Sculpture, Lane Community College
The car bounced toward the strange outcropping of constructions that was possibly reminiscent of Crete’s Palace of Knossos from Bronze Age Minoa. Just as at Knossos, we were about to enter a labyrinth of corridors and courtyards filled with weird wall art and peculiar paintings. However, there’s one big difference between Crete and the land of Lane Community College: this Eugenean “island” is much wilder. Would we, an intrepid duo of curious art-chaeologists, find any treasures worth seeing?
The answer was yes, despite the ominous and mod-tastrophic sentinels (one and two) that guard the east entrance to this temple of learning. Once inside, my friend Melissa and I immediately bumped into this metal sculpture, at which point my art-chaeological mind went abuzz and my mouth started drooling.
What a find to make at the same time that I’m studying such wonders as the Mycenaean Cup of Nestor and the Treasure of Priam of ancient Troy.* The sculpture’s smooth, dangerous curves and ornamental shape make it a large-scale throwback to such objects. It could be Minotaur’s bracelet, or Cyclops’ eyebrow tweezers. If only the artist had elected for a more elaborate pattern on its surface rather than that very mod scattering of abstract squares.

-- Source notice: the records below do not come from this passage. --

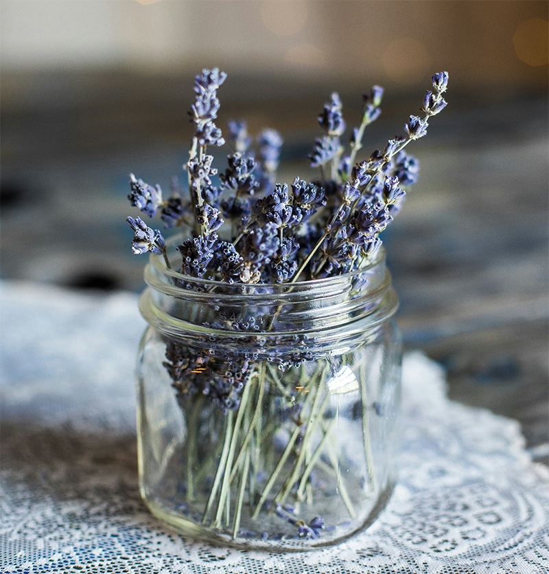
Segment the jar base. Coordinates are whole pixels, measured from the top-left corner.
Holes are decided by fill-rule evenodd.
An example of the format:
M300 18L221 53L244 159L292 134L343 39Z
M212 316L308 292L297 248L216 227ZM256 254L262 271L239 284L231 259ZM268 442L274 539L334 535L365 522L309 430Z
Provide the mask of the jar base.
M306 536L282 536L272 538L251 536L233 538L220 530L197 524L180 514L167 511L154 500L148 500L144 496L143 498L153 516L179 534L198 542L241 550L263 550L276 553L302 552L334 546L366 530L374 522L378 515L387 505L395 489L395 484L394 481L388 483L379 493L375 504L365 519L355 527L349 529L349 525L336 527L333 530L323 532L323 536L318 538Z

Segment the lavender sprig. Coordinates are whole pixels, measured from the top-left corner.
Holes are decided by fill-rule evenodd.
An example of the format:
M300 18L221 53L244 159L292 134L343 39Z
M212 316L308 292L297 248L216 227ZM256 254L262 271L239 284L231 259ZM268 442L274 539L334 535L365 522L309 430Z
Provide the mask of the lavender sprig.
M136 254L155 253L163 255L166 266L170 268L170 261L166 255L166 242L158 230L150 228L140 217L134 219L128 217L126 221L134 231L132 240L132 251Z

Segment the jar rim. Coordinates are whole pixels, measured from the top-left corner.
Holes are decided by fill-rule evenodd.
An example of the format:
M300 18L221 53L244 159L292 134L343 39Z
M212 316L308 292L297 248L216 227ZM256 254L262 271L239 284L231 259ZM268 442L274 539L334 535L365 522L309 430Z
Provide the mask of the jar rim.
M166 241L166 245L168 248L170 247L176 247L176 244L180 243L180 241L181 239L180 237L174 236ZM215 279L194 277L191 275L187 275L185 273L181 273L180 272L175 271L173 269L170 269L166 266L164 258L161 255L150 253L149 255L148 264L145 266L145 281L148 285L150 285L149 281L147 280L147 267L150 266L150 267L154 269L156 272L155 274L156 276L159 276L159 274L160 274L165 276L166 278L172 280L172 282L176 281L180 284L181 282L185 282L189 285L202 285L205 287L210 287L212 289L215 287L231 289L231 288L251 287L257 289L268 289L272 294L281 294L288 290L290 287L293 291L300 291L305 289L309 290L317 286L321 288L329 286L332 283L338 283L342 281L348 280L358 275L366 273L369 270L371 270L379 265L380 263L384 263L386 259L386 253L385 248L383 245L382 245L376 252L372 260L369 261L363 267L353 269L353 271L347 272L338 275L330 276L329 277L321 277L317 279L307 279L301 281L294 281L293 283L287 281L282 283L244 283L240 282L230 283L228 281L220 281ZM171 258L174 258L172 257ZM170 287L174 287L176 290L178 291L180 289L180 287L176 287L174 283L167 285L170 285Z

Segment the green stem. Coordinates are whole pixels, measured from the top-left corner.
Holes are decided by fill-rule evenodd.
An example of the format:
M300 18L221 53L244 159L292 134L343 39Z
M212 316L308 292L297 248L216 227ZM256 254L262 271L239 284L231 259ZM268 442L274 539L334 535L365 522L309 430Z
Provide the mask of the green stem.
M222 476L223 476L226 464L227 456L229 455L229 449L231 443L231 438L233 429L233 411L229 410L226 417L225 417L225 439L223 442L223 450L221 452L221 457L220 458L219 464L218 465L218 470L215 473L215 477L213 479L213 485L210 491L210 496L208 498L208 502L206 504L206 509L204 511L204 516L202 516L202 523L206 524L208 519L208 515L210 510L213 505L213 502L215 500L215 496L218 493L220 483L221 482Z
M250 470L250 452L249 450L246 451L246 456L244 457L244 467L240 475L240 485L238 487L238 494L236 499L236 509L235 511L235 520L233 522L233 538L235 538L238 534L238 530L240 528L240 518L242 515L242 504L244 500L244 491L246 489L246 483L248 479L248 473Z
M309 476L311 472L312 472L313 468L314 468L315 465L316 465L316 462L318 460L318 457L320 456L320 454L322 453L322 451L324 449L324 445L326 444L326 441L328 440L331 430L332 428L334 428L334 426L335 424L336 419L334 419L332 421L330 421L329 424L328 425L327 428L325 431L324 437L322 437L322 440L318 443L318 446L316 447L316 449L313 453L312 456L311 457L310 460L308 461L307 465L305 466L305 470L303 471L303 474L301 475L301 480L299 482L299 486L298 487L297 493L296 494L296 498L298 500L303 500L305 487L308 484L307 481L309 480Z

As we drove away, I vowed to return to the island of LCC more often. There might just be other treasures to dust off.
*BONUS: If you don’t know the story of German archaeologist Henrich Schliemann, you should probably click here. Not only did he discover the Cup of Nestor, he STOLE the Treasure of Priam from Turkey (check out a photo of his wife wearing some Priam jewelry here). The infamous, prolific gent also wrote multiple autobiographies. He’s worth reading about, if he does say so himself.